To which I would respond that perhaps he should have titled his book The Calorie Counting Strawman. I cannot think of a single person who believes that the laws of thermodynamics do indeed apply to the human body, myself included, who also believes people MUST necessarily count calories. Not a one. I believe that one would be hard pressed to find a person amongst the successes in the National Weight Loss Registry who will say that calorie counting is a requirement, even if they, themselves, must count calories in order to maintain their personal achievement in that regard.
Indeed the most-oft-mentioned punching bag of the anti-CICO crowd -- Weight Watchers -- does not employ calorie counting. Bailor was recently included with those that deny the role the quantity of calories play for a reason. That reason is that while he may have "outs" like the quote above in his book(s), his overall schtick is one of "healthy eating" (his way) working because a healthy body magically balances itself out.

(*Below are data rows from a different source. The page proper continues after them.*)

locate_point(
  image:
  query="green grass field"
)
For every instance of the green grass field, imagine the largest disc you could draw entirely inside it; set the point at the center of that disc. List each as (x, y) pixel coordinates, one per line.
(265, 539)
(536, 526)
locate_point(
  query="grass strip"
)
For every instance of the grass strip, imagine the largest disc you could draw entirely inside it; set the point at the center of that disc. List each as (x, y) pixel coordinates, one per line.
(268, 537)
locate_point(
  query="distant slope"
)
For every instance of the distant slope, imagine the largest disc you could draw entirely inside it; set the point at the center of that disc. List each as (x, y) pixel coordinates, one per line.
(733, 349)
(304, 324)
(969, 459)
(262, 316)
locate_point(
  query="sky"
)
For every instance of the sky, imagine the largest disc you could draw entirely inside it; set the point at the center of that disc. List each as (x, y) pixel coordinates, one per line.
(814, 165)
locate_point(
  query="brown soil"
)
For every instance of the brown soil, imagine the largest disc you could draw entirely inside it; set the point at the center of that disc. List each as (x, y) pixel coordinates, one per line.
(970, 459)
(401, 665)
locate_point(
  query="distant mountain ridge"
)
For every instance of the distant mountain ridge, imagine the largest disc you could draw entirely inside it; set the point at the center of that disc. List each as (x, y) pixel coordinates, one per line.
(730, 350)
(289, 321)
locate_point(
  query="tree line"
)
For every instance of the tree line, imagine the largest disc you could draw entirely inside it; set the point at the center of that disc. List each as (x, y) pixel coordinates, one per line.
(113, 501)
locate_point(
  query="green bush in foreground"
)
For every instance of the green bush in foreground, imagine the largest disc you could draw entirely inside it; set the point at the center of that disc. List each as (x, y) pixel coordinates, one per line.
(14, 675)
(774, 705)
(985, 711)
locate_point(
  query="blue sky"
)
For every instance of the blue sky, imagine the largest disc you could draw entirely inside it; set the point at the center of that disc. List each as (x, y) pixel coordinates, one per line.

The general tone of The Calorie Myth (which for all intents and purposes is nothing much more than an updated version of The Smarter Science of Slim - caveat, haven't compared the exercise portions) is that eating less/moving more is a failed approach to weight loss and that by eating more and moving less-but-smarter, you will succeed: In other acronyms, not ELMM but EMMLS. Bailor received an A+ in Gimmickry 101.
A quote from the Introduction in TCM:
Next, we’ll see how the message “A calorie is a calorie, so eat whatever, just not too much” is about as accurate as saying, “Liquid is liquid, so drink whatever, just not too much.”
Please, that's simply not a relevant analogy. Before moving on, I linked to prior criticisms of SSoS in this post, and I have as yet not come across where he has changed or left out anything of relevance that I discussed in any of those criticisms of SSoS. However, I will be copying some of that content here as pertains to The Calorie Myth specific to the topic at hand.
Chapter 1: The Myth of Calorie Math
At right is a screenshot of the opening page. The very title of this chapter implies that Bailor believes the whole concept of calories and weight are a myth, and the rest of the chapter does nothing to reinforce his defense that it's really only conscious calorie counting he is arguing against.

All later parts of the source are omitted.